We should prove that for even function h

$\int\limits_{-\beta}^{\beta} h(t)\,dt= 2\int \limits_{0}^{\beta} h(t)\,dt.$

We know that h(-x)=h(x).

Let us divide the integral into two parts:

$\int\limits_{-\beta}^{\beta} h(t)\,dt= \int\limits_{-\beta}^{0} h(t)\,dt + \int\limits_{0}^{\beta} h(t)\,dt$ .

We may see that the first integral may be transformed

$\int\limits_{-\beta}^{0} h(t)\,dt = \Big| x = -t \Big| = -\int\limits_{\beta}^{0} h(-x)\,dx = -\int\limits_{\beta}^{0} h(x)\,dx$ because h(-x)=h(x).

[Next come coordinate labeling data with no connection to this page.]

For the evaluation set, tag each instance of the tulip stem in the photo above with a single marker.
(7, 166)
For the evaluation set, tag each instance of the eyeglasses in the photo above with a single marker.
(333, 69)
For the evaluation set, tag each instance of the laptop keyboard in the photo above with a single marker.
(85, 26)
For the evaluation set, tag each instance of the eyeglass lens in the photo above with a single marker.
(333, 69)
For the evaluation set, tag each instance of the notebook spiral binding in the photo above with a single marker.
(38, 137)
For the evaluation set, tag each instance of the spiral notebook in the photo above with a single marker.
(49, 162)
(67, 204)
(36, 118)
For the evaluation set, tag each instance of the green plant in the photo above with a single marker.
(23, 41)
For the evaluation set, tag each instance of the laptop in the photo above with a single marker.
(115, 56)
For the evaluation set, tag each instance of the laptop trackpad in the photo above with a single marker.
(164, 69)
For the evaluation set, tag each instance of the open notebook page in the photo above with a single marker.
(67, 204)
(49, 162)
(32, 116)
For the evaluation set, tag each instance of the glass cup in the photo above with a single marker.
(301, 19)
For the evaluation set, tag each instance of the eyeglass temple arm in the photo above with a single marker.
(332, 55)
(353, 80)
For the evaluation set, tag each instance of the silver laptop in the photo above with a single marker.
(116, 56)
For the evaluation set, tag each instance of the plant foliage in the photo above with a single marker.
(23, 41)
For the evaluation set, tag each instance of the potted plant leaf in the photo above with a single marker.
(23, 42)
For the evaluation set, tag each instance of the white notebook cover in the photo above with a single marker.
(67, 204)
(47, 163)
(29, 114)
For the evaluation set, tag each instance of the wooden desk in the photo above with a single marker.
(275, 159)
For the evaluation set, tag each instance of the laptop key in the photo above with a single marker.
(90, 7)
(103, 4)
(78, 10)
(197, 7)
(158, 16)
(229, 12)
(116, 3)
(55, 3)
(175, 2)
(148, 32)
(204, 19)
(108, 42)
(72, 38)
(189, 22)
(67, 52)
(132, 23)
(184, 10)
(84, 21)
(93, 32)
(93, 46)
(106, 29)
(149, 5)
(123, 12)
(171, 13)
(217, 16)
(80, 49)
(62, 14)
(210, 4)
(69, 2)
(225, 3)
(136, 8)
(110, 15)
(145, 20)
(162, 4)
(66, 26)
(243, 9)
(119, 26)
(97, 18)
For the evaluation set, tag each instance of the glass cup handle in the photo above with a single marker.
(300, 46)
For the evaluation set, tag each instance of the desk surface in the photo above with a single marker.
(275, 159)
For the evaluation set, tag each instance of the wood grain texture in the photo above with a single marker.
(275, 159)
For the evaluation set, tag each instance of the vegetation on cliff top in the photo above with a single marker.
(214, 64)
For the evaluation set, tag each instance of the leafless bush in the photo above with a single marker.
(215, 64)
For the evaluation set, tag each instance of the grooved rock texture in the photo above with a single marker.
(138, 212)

And $-\int\limits_{\beta}^{0} h(x)\,dx = \int\limits_{0}^{\beta} h(x)\,dx$ .

Therefore, $\int\limits_{-\beta}^{\beta} h(t)\,dt= \int\limits_{0}^{\beta} h(x)\,dx + \int\limits_{0}^{\beta} h(t)\,dt = 2\int\limits_{0}^{\beta} h(t)\,dt$ .